Independent Pilots Financial Services is part of the Benchmark Capital Group, backed by FTSE 100 company Schroders. Our investment committee often draws upon Schroders vast resources. This piece is written by one of their investment writers.
Market participants would do well to keep sight of the bigger picture as they navigate the UK equity market.
Following the twists and turns in Westminster of the past few weeks I expect many more market participants will simply place UK equities in the “too difficult” basket.
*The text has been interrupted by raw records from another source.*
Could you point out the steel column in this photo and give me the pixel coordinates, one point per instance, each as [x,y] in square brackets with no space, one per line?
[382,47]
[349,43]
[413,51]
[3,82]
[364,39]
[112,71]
Anecdotal stories of overseas investors selling their last UK stocks could start doing the rounds again.
Brexit and political uncertainty have been a drag on UK equities, which have underperformed their global counterparts since the EU referendum of 2016. As a consequence, relative to global equities, they are now the most lowly valued they’ve been in decades.
UK domestic stocks have suffered more than others. It’s understandable to fear uncertainty, and between now and Brexit day, currently 31 October, there remain many risks to an orderly withdrawal. However, as a stock picker I embrace the mispriced opportunities created by this environment.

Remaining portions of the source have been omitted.